Les villes des côtes aux États-Unis versus le centre du pays, Toronto et le reste de l'Ontario (qui vient d'élire Doug Ford), Londres et la campagne anglaise (le Brexit), Istanbul vs l'arrière-pays en Turquie (Erdogan), en Allemagne, en France, etc., Une multitude de pays dans le monde voit grandir cet écart entre leurs métropoles et leurs régions, et le Québec n'échappe pas à la tendance.

Malgré tout, l'avenir sera urbain. Il sera urbain et favorisera les mégapoles. Il sera multiculturel, ouvert sur le monde, agile, complexe, en constant changement, mû par une technologie intelligente, omnipotente et en perpétuelle transformation (Blade Runner?). Le mouvement vers cette destination est en marche et rien ne l'arrêtera. Et Montréal suit, peut-être à un rythme plus lent que San Francisco ou Pao Alto, mais va inexorablement dans la même direction.

Par contre, si les villes et leurs citoyens s'adaptent fort bien à ces transformations, étant à l'origine de celles-ci, incarnant ces tendances, il en va tout autrement des habitants des régions.

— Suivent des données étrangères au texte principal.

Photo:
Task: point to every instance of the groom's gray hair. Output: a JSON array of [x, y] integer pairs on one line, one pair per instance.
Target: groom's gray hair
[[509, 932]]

Ces derniers sont moins exposés à tous ces changements et ils y voient une menace, surtout que ces transformations s'effectuent à un rythme de plus en plus accéléré. Là où les urbains qui y sont plus exposés y voient des opportunités de développement personnel et d'accomplissement, les habitants des régions y voient une impasse pour leur mode de vie et leur identité. La dispersion des grandes régions du Québec sur notre carte socioculturelle est fort éloquente à ce sujet...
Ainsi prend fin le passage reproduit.